Statistics and data can of course be a valuable part of making your case, but relying on them as a crutch, can also be your downfall. Remember, the first and most important part of your presentation is earning, and keeping the attention of your audience. Less is more. Too much information will drive them away. I have worked with many presenters who believed to their core, that in order to make their particular statement believable, they must support it with as much text and data as possible. Throw in one more line of text; one more arrow; one more label; one more graph. All we’re doing is clouding your message, giving your audience too much work, and driving away their attention. Do this on one or two slides, and you will force them to disengage. Do it more, and they will begin to resent you for wasting their time, rendering the rest of your message worthless.

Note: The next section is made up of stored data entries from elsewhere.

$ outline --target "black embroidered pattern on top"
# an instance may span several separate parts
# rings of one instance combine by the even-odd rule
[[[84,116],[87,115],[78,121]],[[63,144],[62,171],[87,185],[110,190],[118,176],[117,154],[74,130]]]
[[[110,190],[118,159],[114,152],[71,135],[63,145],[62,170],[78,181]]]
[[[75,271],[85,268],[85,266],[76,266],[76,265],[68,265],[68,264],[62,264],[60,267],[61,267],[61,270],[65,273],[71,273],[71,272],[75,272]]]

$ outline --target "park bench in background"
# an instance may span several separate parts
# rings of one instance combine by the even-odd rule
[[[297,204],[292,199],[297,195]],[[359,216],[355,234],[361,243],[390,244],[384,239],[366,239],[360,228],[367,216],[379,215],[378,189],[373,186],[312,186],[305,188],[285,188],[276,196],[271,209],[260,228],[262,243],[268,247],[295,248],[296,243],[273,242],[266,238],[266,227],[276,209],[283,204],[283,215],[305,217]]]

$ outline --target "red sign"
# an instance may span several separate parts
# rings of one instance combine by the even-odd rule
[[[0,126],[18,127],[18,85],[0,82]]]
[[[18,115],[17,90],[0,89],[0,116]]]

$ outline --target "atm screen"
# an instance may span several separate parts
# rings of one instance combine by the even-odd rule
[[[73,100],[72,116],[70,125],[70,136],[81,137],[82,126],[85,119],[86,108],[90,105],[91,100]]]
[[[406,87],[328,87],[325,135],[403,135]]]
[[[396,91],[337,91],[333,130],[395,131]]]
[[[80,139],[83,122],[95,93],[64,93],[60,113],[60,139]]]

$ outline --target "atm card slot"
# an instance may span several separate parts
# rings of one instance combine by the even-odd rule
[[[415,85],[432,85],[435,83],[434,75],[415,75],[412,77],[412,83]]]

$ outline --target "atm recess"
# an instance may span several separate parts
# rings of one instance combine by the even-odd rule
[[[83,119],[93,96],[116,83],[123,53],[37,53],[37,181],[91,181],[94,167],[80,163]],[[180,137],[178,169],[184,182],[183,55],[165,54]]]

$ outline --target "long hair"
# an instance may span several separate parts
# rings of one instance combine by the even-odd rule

Keep your message simple. When working with presenters, I am constantly asking, “What is the ONE THING you want to say on this slide?” It can only be one. If you absolutely need to convey three important ideas, then we need to break your message up into multiple slides. Remember, less is more. Your audience doesn’t want the task of having to parse 10 separate pieces of information to decipher your message. Make it simple for them. Here’s an example: A client of mine was insistent that a slide required four separate charts, legends, text, labels, and a disclaimer, in order to make a very important point. I explained that this slide would render as a negative moment. What does that mean? Well, I place a value on each and every slide. A positive moment is a slide which gets a simple message across in a simple and effective way, while keeping the audience engaged. A neutral moment may not get a message across efficiently, but keeps your audience with you. A negative moment not only fails to deliver your message, but disengages your audience, because of its lack of clarity, or poor design. Even worse, it is now twice as hard to re-engage your audience on the following slide. Imagine a stand-up comedian after telling a joke that bombed. So of course I asked this client “What is the ONE THING you want to say on this slide? His answer boiled down to the fact that stock prices had risen 8% over the previous year. My solution – scrap everything; place a nice clean EIGHT % with an upward arrow, and have the presenter tell the story. What have we accomplished? The slide delivered a quick and simple message which was easily absorbed by the audience in about two seconds, and taking their attention back to the presenter, who resumed telling his story. Message received; presenter heard; audience engaged. That’s what I call a positive moment. Of course this is a simple example, but you get the idea.

The more you say; the less is heard. Keep your audience engaged. Only show them what they need to see, and you can tell them the rest.